Clostridioides difficile as a Dynamic Vehicle for the Dissemination of Antimicrobial-Resistance Determinants: Review and In Silico Analysis

The present paper is divided into two parts. The first part focuses on the role of Clostridioides difficile in the accumulation of genes associated with antimicrobial resistance and then the transmission of them to other pathogenic bacteria occupying the same human intestinal niche. The second part describes an in silico analysis of the genomes of C. difficile available in GenBank, with regard to the presence of mobile genetic elements and antimicrobial resistance genes.
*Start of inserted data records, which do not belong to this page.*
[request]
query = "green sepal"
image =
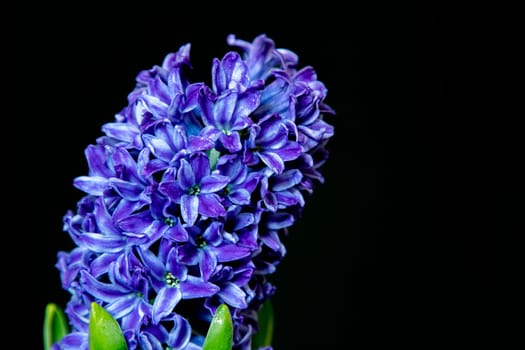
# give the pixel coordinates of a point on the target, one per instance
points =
(104, 330)
(55, 325)
(220, 333)
(264, 335)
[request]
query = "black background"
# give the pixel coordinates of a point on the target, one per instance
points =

The diversity of the C. difficile genome is discussed, and the current status of resistance of the organisms to various antimicrobial agents is reviewed. The role of transposons associated with antimicrobial resistance is appraised; the importance of plasmids associated with antimicrobial resistance is discussed, and the significance of bacteriophages as a potential shuttle for antimicrobial resistance genes is presented. In the in silico study, 1101 C. difficile genomes were found to harbor mobile genetic elements; Tn6009, Tn6105, CTn7 and Tn6192, Tn6194 and IS256 were the ones more frequently identified. The genes most commonly harbored therein were: ermB, blaCDD, vanT, vanR, vanG and vanS. Tn6194 was likely associated with resistance to erythromycin, Tn6192 and CTn7 with resistance to the β-lactams and vancomycin, IS256 with resistance to aminoglycoside and Tn6105 to vancomycin.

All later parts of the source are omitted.